Look, I've done too many martial arts game reviews, so let me say at the outset that at no point will I say "Heeeeee-yaaaahhhh!" or "Aiiiieeeee" or any variety of motorcycle. Nope, I won't be swayed on this. No way... Aw, alright. Aiiieeeeeeeeyaaaa!!! Hah! Take that! (Thwak!) Suzuki! Yamaha! (Phew, that's much better.)
Yep, it's that time again. The sequel to Yie Ar Kung Fu kicks off with our hero Lee, having mastered the martial art of 'Chin's Shao-Lin', trapped in the Evil Temple by the Triads. Sounds painful, a bit like being slapped in the Urals, I suppose. Any road up, he's not down-hearted. No sirree-bob! He's willing to take on these rough guys, kicking them to bite size pieces, even though some of them take three or four hits to keel over.
Magic? No, not the little bald midget on the telly (not a lot!), this is fiendishly clever ancient Chinese magic. When Lee conquers certain opponents, a ball of triad magic flies off them, which he must catch to absorb the magic. Although it wears off eventually, it can be very handy to have fireballs flying from your toes at a time like this.
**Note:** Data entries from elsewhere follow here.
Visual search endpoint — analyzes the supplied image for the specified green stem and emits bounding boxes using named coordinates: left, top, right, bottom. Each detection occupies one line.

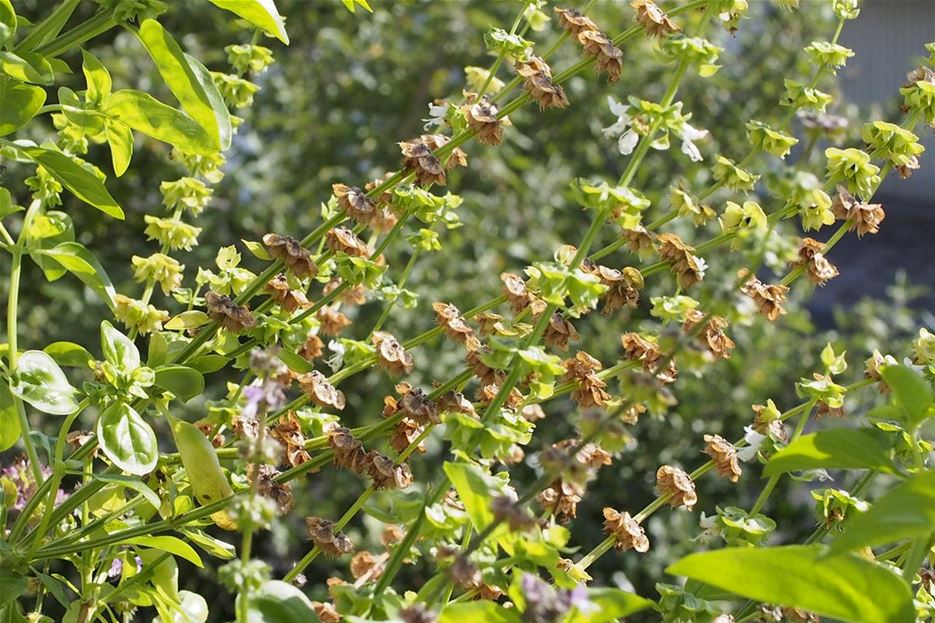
left=34, top=10, right=116, bottom=58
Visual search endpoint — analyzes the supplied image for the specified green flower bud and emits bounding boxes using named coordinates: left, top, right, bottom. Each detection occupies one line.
left=713, top=155, right=760, bottom=191
left=746, top=120, right=799, bottom=159
left=824, top=147, right=880, bottom=199
left=160, top=177, right=213, bottom=215
left=804, top=41, right=854, bottom=73
left=225, top=44, right=275, bottom=75
left=782, top=79, right=833, bottom=112
left=113, top=294, right=169, bottom=335
left=143, top=215, right=201, bottom=251
left=132, top=253, right=184, bottom=294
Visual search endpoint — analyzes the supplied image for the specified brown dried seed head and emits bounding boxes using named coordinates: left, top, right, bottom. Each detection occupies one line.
left=656, top=465, right=697, bottom=509
left=372, top=331, right=415, bottom=376
left=603, top=507, right=650, bottom=552
left=205, top=291, right=256, bottom=333
left=554, top=7, right=599, bottom=35
left=333, top=183, right=377, bottom=226
left=350, top=550, right=386, bottom=582
left=297, top=370, right=346, bottom=410
left=462, top=94, right=507, bottom=146
left=796, top=237, right=839, bottom=287
left=658, top=233, right=705, bottom=289
left=326, top=226, right=371, bottom=258
left=544, top=312, right=580, bottom=351
left=312, top=602, right=341, bottom=623
left=739, top=270, right=789, bottom=321
left=263, top=233, right=316, bottom=279
left=831, top=185, right=885, bottom=237
left=317, top=306, right=352, bottom=336
left=266, top=274, right=312, bottom=312
left=537, top=480, right=583, bottom=523
left=631, top=0, right=681, bottom=37
left=269, top=411, right=311, bottom=468
left=368, top=452, right=413, bottom=489
left=306, top=516, right=355, bottom=558
left=683, top=310, right=736, bottom=360
left=577, top=29, right=624, bottom=83
left=703, top=434, right=742, bottom=483
left=515, top=56, right=569, bottom=110
left=298, top=334, right=324, bottom=360
left=328, top=426, right=370, bottom=473
left=432, top=301, right=477, bottom=346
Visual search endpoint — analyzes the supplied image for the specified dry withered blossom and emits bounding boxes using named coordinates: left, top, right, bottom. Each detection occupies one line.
left=462, top=93, right=509, bottom=146
left=621, top=332, right=664, bottom=371
left=328, top=426, right=370, bottom=473
left=831, top=185, right=885, bottom=237
left=537, top=479, right=584, bottom=522
left=475, top=382, right=524, bottom=409
left=269, top=411, right=311, bottom=467
left=389, top=417, right=425, bottom=455
left=372, top=330, right=415, bottom=376
left=317, top=306, right=352, bottom=336
left=332, top=182, right=376, bottom=226
left=205, top=291, right=256, bottom=333
left=298, top=333, right=324, bottom=360
left=584, top=263, right=644, bottom=315
left=368, top=452, right=413, bottom=489
left=577, top=30, right=624, bottom=83
left=515, top=56, right=569, bottom=110
left=554, top=7, right=598, bottom=36
left=265, top=273, right=311, bottom=312
left=739, top=270, right=789, bottom=322
left=350, top=550, right=386, bottom=582
left=466, top=349, right=507, bottom=386
left=262, top=233, right=316, bottom=279
left=544, top=312, right=580, bottom=351
left=631, top=0, right=680, bottom=37
left=306, top=516, right=355, bottom=557
left=297, top=370, right=346, bottom=410
left=432, top=301, right=479, bottom=349
left=602, top=508, right=650, bottom=552
left=625, top=225, right=656, bottom=256
left=398, top=134, right=467, bottom=186
left=437, top=390, right=476, bottom=418
left=703, top=434, right=742, bottom=483
left=386, top=382, right=441, bottom=424
left=683, top=310, right=736, bottom=359
left=501, top=271, right=533, bottom=314
left=658, top=233, right=706, bottom=289
left=563, top=351, right=611, bottom=407
left=312, top=602, right=341, bottom=623
left=252, top=464, right=294, bottom=513
left=656, top=465, right=697, bottom=510
left=326, top=225, right=371, bottom=258
left=796, top=237, right=839, bottom=286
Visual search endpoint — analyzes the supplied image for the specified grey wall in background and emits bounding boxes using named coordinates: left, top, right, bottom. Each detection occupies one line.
left=839, top=0, right=935, bottom=201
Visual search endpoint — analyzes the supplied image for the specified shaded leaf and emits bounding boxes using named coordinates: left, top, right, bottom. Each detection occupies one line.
left=666, top=545, right=914, bottom=623
left=153, top=365, right=205, bottom=402
left=20, top=147, right=123, bottom=219
left=43, top=341, right=94, bottom=367
left=438, top=602, right=521, bottom=623
left=0, top=77, right=45, bottom=136
left=238, top=580, right=320, bottom=623
left=566, top=588, right=653, bottom=623
left=0, top=382, right=21, bottom=452
left=123, top=535, right=203, bottom=568
left=881, top=365, right=933, bottom=430
left=97, top=402, right=158, bottom=475
left=764, top=428, right=896, bottom=476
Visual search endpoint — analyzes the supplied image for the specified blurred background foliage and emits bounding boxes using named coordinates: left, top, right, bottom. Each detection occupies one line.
left=6, top=0, right=933, bottom=613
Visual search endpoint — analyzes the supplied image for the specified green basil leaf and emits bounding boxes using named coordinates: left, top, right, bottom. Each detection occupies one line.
left=93, top=473, right=161, bottom=509
left=153, top=365, right=205, bottom=402
left=164, top=310, right=210, bottom=331
left=26, top=210, right=74, bottom=282
left=764, top=428, right=896, bottom=476
left=80, top=49, right=111, bottom=102
left=122, top=535, right=203, bottom=568
left=97, top=401, right=158, bottom=475
left=43, top=341, right=94, bottom=367
left=443, top=461, right=498, bottom=531
left=0, top=77, right=45, bottom=137
left=105, top=121, right=133, bottom=177
left=239, top=581, right=320, bottom=623
left=830, top=469, right=935, bottom=555
left=101, top=320, right=141, bottom=373
left=565, top=588, right=653, bottom=623
left=187, top=354, right=228, bottom=374
left=138, top=19, right=231, bottom=152
left=207, top=0, right=289, bottom=44
left=102, top=89, right=216, bottom=156
left=20, top=147, right=123, bottom=219
left=666, top=545, right=914, bottom=623
left=10, top=350, right=78, bottom=415
left=438, top=602, right=521, bottom=623
left=881, top=364, right=934, bottom=430
left=0, top=50, right=53, bottom=84
left=180, top=528, right=236, bottom=560
left=38, top=241, right=117, bottom=308
left=0, top=0, right=16, bottom=47
left=0, top=382, right=21, bottom=452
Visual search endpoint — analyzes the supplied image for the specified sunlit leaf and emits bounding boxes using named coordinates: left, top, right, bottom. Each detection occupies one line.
left=97, top=401, right=158, bottom=475
left=10, top=350, right=78, bottom=415
left=764, top=428, right=896, bottom=476
left=208, top=0, right=289, bottom=43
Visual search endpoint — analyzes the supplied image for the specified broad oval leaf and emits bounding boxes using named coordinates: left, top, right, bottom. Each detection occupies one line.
left=10, top=350, right=78, bottom=415
left=443, top=461, right=498, bottom=531
left=20, top=147, right=123, bottom=219
left=565, top=588, right=653, bottom=623
left=830, top=470, right=935, bottom=555
left=39, top=242, right=117, bottom=308
left=97, top=402, right=158, bottom=475
left=153, top=365, right=205, bottom=402
left=93, top=473, right=161, bottom=509
left=122, top=535, right=203, bottom=568
left=101, top=320, right=141, bottom=372
left=103, top=89, right=217, bottom=156
left=165, top=310, right=210, bottom=331
left=208, top=0, right=289, bottom=44
left=0, top=382, right=21, bottom=451
left=763, top=428, right=896, bottom=476
left=438, top=602, right=521, bottom=623
left=666, top=545, right=914, bottom=623
left=240, top=580, right=320, bottom=623
left=0, top=77, right=45, bottom=136
left=0, top=50, right=54, bottom=84
left=881, top=364, right=934, bottom=430
left=138, top=19, right=231, bottom=152
left=44, top=341, right=94, bottom=367
left=80, top=49, right=111, bottom=102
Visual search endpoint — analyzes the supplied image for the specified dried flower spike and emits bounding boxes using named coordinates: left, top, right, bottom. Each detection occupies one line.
left=333, top=183, right=377, bottom=226
left=326, top=226, right=371, bottom=258
left=796, top=237, right=839, bottom=286
left=297, top=370, right=347, bottom=410
left=554, top=7, right=599, bottom=36
left=205, top=291, right=256, bottom=333
left=515, top=56, right=570, bottom=110
left=263, top=233, right=316, bottom=279
left=703, top=434, right=742, bottom=482
left=577, top=30, right=624, bottom=83
left=372, top=331, right=415, bottom=376
left=739, top=270, right=789, bottom=321
left=266, top=274, right=312, bottom=312
left=831, top=185, right=885, bottom=237
left=656, top=464, right=697, bottom=509
left=306, top=516, right=355, bottom=557
left=631, top=0, right=681, bottom=37
left=603, top=507, right=650, bottom=552
left=462, top=93, right=509, bottom=146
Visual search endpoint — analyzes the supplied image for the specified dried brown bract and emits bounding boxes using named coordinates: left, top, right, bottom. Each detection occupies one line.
left=831, top=185, right=885, bottom=237
left=683, top=309, right=736, bottom=359
left=658, top=233, right=705, bottom=289
left=515, top=56, right=569, bottom=110
left=554, top=7, right=599, bottom=36
left=432, top=301, right=478, bottom=349
left=326, top=226, right=371, bottom=258
left=585, top=263, right=644, bottom=315
left=621, top=332, right=663, bottom=370
left=390, top=417, right=425, bottom=455
left=437, top=391, right=476, bottom=418
left=350, top=550, right=386, bottom=583
left=263, top=233, right=316, bottom=279
left=631, top=0, right=680, bottom=37
left=298, top=334, right=324, bottom=360
left=368, top=452, right=413, bottom=489
left=312, top=602, right=341, bottom=623
left=252, top=464, right=294, bottom=513
left=266, top=274, right=311, bottom=312
left=462, top=93, right=508, bottom=146
left=563, top=352, right=611, bottom=407
left=491, top=495, right=536, bottom=532
left=317, top=306, right=352, bottom=336
left=205, top=291, right=256, bottom=333
left=703, top=434, right=742, bottom=483
left=306, top=516, right=354, bottom=557
left=328, top=426, right=370, bottom=473
left=269, top=411, right=310, bottom=467
left=466, top=349, right=507, bottom=386
left=603, top=508, right=650, bottom=552
left=739, top=270, right=789, bottom=321
left=537, top=479, right=584, bottom=522
left=544, top=312, right=580, bottom=351
left=399, top=135, right=467, bottom=186
left=796, top=237, right=839, bottom=286
left=656, top=465, right=697, bottom=510
left=577, top=30, right=624, bottom=83
left=624, top=225, right=656, bottom=256
left=333, top=183, right=377, bottom=226
left=372, top=331, right=414, bottom=376
left=297, top=370, right=346, bottom=410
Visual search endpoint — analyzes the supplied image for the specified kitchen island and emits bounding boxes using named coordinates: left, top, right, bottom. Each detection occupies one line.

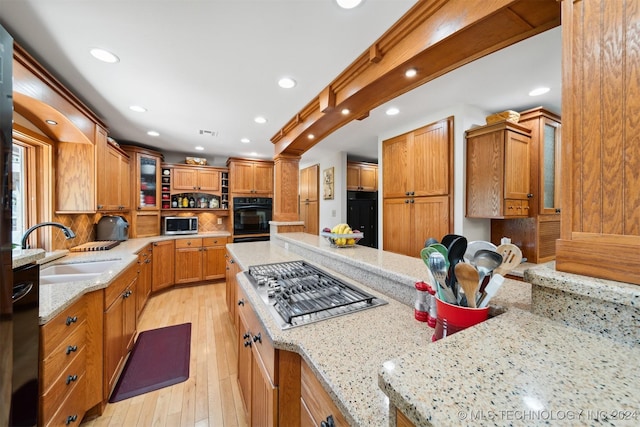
left=229, top=233, right=640, bottom=427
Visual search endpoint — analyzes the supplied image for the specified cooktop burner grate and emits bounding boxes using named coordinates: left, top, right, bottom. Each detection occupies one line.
left=246, top=260, right=386, bottom=329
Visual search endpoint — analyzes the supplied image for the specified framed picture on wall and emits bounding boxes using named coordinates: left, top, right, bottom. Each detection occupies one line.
left=323, top=167, right=334, bottom=200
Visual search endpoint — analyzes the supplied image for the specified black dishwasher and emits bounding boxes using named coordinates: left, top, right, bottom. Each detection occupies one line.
left=10, top=263, right=39, bottom=427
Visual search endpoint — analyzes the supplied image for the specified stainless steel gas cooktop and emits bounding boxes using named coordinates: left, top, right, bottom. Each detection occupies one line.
left=245, top=260, right=387, bottom=329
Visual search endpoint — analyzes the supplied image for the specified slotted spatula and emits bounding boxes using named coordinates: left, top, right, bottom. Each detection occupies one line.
left=493, top=243, right=523, bottom=276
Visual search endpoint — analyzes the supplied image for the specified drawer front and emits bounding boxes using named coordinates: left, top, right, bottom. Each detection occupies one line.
left=203, top=236, right=227, bottom=246
left=175, top=238, right=203, bottom=248
left=41, top=298, right=86, bottom=357
left=237, top=292, right=277, bottom=383
left=41, top=320, right=86, bottom=392
left=41, top=348, right=86, bottom=424
left=104, top=264, right=137, bottom=309
left=301, top=360, right=348, bottom=427
left=504, top=199, right=523, bottom=216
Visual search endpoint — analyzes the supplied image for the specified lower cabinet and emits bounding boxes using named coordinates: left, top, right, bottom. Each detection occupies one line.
left=103, top=264, right=138, bottom=399
left=175, top=237, right=228, bottom=284
left=396, top=409, right=416, bottom=427
left=39, top=291, right=102, bottom=427
left=300, top=359, right=348, bottom=427
left=225, top=251, right=240, bottom=328
left=236, top=285, right=278, bottom=427
left=136, top=244, right=153, bottom=316
left=152, top=240, right=175, bottom=292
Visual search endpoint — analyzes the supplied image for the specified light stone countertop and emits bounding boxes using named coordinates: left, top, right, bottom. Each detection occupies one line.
left=12, top=248, right=46, bottom=269
left=227, top=234, right=533, bottom=427
left=31, top=232, right=230, bottom=324
left=229, top=233, right=640, bottom=427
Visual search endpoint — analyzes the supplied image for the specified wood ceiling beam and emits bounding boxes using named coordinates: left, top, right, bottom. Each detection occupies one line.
left=271, top=0, right=561, bottom=157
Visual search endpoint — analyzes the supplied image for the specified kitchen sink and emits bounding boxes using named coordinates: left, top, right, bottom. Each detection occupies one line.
left=40, top=273, right=101, bottom=285
left=39, top=259, right=122, bottom=285
left=40, top=259, right=121, bottom=275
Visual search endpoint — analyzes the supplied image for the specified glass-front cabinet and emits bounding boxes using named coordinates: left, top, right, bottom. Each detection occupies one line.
left=138, top=155, right=160, bottom=210
left=121, top=145, right=163, bottom=237
left=540, top=117, right=561, bottom=215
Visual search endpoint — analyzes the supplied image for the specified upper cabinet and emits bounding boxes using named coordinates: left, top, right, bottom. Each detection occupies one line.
left=347, top=162, right=377, bottom=192
left=122, top=145, right=163, bottom=237
left=96, top=127, right=130, bottom=212
left=517, top=107, right=561, bottom=216
left=172, top=167, right=220, bottom=192
left=227, top=158, right=274, bottom=195
left=465, top=121, right=531, bottom=219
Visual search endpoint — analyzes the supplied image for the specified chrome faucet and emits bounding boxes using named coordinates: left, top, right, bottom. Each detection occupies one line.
left=21, top=222, right=76, bottom=249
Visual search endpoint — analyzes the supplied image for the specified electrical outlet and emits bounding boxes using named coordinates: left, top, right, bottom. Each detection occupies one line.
left=217, top=218, right=223, bottom=225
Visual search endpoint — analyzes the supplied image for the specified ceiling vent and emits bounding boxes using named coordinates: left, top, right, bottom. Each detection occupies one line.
left=199, top=129, right=219, bottom=137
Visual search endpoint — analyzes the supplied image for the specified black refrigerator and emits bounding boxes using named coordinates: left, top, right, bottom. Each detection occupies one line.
left=347, top=191, right=378, bottom=248
left=0, top=23, right=14, bottom=427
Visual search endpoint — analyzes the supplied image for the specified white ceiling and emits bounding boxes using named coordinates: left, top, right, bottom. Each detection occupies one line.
left=0, top=0, right=561, bottom=166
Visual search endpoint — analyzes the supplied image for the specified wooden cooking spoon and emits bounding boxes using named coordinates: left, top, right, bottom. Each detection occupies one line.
left=494, top=243, right=523, bottom=276
left=454, top=262, right=480, bottom=308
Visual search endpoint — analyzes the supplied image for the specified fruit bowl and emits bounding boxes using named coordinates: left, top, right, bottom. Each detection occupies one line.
left=320, top=231, right=363, bottom=248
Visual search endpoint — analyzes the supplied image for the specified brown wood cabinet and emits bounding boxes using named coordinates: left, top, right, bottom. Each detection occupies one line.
left=465, top=121, right=531, bottom=219
left=347, top=161, right=377, bottom=192
left=171, top=166, right=220, bottom=192
left=122, top=145, right=163, bottom=237
left=136, top=244, right=152, bottom=316
left=96, top=127, right=130, bottom=212
left=39, top=291, right=102, bottom=426
left=175, top=237, right=227, bottom=284
left=227, top=158, right=274, bottom=195
left=55, top=140, right=96, bottom=214
left=151, top=240, right=175, bottom=292
left=300, top=358, right=348, bottom=427
left=225, top=251, right=240, bottom=328
left=236, top=285, right=278, bottom=427
left=491, top=108, right=562, bottom=263
left=396, top=409, right=416, bottom=427
left=299, top=164, right=319, bottom=235
left=103, top=263, right=138, bottom=399
left=382, top=117, right=453, bottom=257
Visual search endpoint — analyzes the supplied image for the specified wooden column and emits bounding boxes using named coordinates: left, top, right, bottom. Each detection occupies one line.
left=272, top=153, right=301, bottom=222
left=555, top=0, right=640, bottom=285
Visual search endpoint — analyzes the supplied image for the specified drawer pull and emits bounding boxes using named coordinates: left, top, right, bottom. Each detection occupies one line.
left=244, top=340, right=252, bottom=348
left=321, top=415, right=335, bottom=427
left=65, top=415, right=78, bottom=425
left=66, top=345, right=78, bottom=355
left=66, top=374, right=78, bottom=385
left=66, top=316, right=78, bottom=326
left=243, top=333, right=250, bottom=340
left=237, top=299, right=245, bottom=306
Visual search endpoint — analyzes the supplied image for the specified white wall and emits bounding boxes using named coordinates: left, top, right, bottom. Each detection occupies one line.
left=376, top=104, right=493, bottom=248
left=300, top=151, right=348, bottom=230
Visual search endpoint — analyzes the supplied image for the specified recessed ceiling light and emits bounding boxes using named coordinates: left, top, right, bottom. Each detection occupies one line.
left=529, top=87, right=550, bottom=96
left=254, top=116, right=267, bottom=124
left=405, top=68, right=417, bottom=78
left=45, top=119, right=57, bottom=125
left=336, top=0, right=362, bottom=9
left=195, top=146, right=204, bottom=151
left=278, top=77, right=296, bottom=89
left=341, top=108, right=350, bottom=115
left=241, top=138, right=251, bottom=143
left=307, top=134, right=315, bottom=140
left=386, top=107, right=400, bottom=116
left=147, top=131, right=160, bottom=137
left=90, top=48, right=119, bottom=63
left=129, top=105, right=147, bottom=113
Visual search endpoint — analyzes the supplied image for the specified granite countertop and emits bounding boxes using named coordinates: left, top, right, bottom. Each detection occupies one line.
left=227, top=234, right=532, bottom=427
left=13, top=232, right=230, bottom=324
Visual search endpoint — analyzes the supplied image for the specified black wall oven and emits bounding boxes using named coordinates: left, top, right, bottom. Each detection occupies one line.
left=233, top=197, right=272, bottom=242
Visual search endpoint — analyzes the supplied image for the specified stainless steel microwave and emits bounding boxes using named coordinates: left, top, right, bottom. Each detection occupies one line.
left=162, top=216, right=198, bottom=235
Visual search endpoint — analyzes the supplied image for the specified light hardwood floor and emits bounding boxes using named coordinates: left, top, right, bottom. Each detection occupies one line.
left=82, top=282, right=249, bottom=427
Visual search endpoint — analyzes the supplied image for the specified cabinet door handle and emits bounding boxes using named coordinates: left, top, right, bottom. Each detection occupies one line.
left=252, top=333, right=262, bottom=344
left=321, top=415, right=336, bottom=427
left=404, top=199, right=409, bottom=204
left=66, top=316, right=78, bottom=326
left=66, top=345, right=78, bottom=355
left=527, top=193, right=534, bottom=198
left=555, top=208, right=561, bottom=213
left=405, top=191, right=410, bottom=196
left=244, top=340, right=252, bottom=348
left=65, top=415, right=78, bottom=425
left=237, top=299, right=245, bottom=306
left=65, top=374, right=78, bottom=385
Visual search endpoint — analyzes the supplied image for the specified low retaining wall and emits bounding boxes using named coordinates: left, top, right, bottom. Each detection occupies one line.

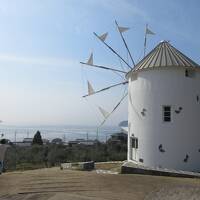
left=60, top=161, right=94, bottom=171
left=121, top=162, right=200, bottom=178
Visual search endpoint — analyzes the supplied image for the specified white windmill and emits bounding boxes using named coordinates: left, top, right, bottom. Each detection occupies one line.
left=81, top=21, right=200, bottom=173
left=83, top=21, right=199, bottom=171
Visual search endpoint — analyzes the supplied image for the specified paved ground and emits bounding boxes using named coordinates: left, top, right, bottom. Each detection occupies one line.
left=0, top=167, right=200, bottom=200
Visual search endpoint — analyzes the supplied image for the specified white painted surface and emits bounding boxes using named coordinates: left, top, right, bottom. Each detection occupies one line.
left=128, top=67, right=200, bottom=172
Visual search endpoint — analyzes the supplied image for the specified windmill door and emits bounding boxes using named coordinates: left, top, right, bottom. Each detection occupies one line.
left=131, top=137, right=138, bottom=161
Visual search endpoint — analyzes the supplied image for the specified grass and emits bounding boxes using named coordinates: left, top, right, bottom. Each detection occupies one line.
left=95, top=161, right=124, bottom=172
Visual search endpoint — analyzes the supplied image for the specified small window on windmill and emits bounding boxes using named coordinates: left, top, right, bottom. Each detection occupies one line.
left=132, top=137, right=138, bottom=149
left=197, top=95, right=199, bottom=103
left=139, top=158, right=144, bottom=163
left=163, top=106, right=171, bottom=122
left=185, top=69, right=195, bottom=78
The game is faithful to the original coin-op in almost every detail except the colours. The attribute problems have forced the programmer to use single colour screens, but in spite of this, the game looks just the same, right down to Lee exclaiming GUTS! (?) at the end of each level.
This game's a lot of fun, and very addictive. It's an elusive quality that makes the difference between a brilliant game and a boring one, but whatever it is Shao-Lin's Road has it. Simple to play, but hard to beat, with just enough incentive to keep you going. It just goes to prove that, once again, the simplest ideas are the best. Ah-so!
Here's a martial art you may never have heard of: Chin's Shao-Lin (it's secret, apparently). It would help if you did know a bit about it, though, as you've been trapped in a temple by the Triads (who are 'evil', no doubt). Fortunately, mastery of the technique seems to be mainly a case of waggling the joystick around and pressing fire. The game is played over three 'floors' on the screen and, along with the extra weapons, range of baddies etc., is a pretty standard affair.
Although it's getting on a bit (it must be coming up to its fourth birthday fairly soon). Shao Lin 's Road is tidily presented and modern-looking. All it's really lacking is a bit of variety. All the levels I reached were more or less the same, and as far as moves go there are only one or two. Hardly a spectacular little number, but quite neat at the price.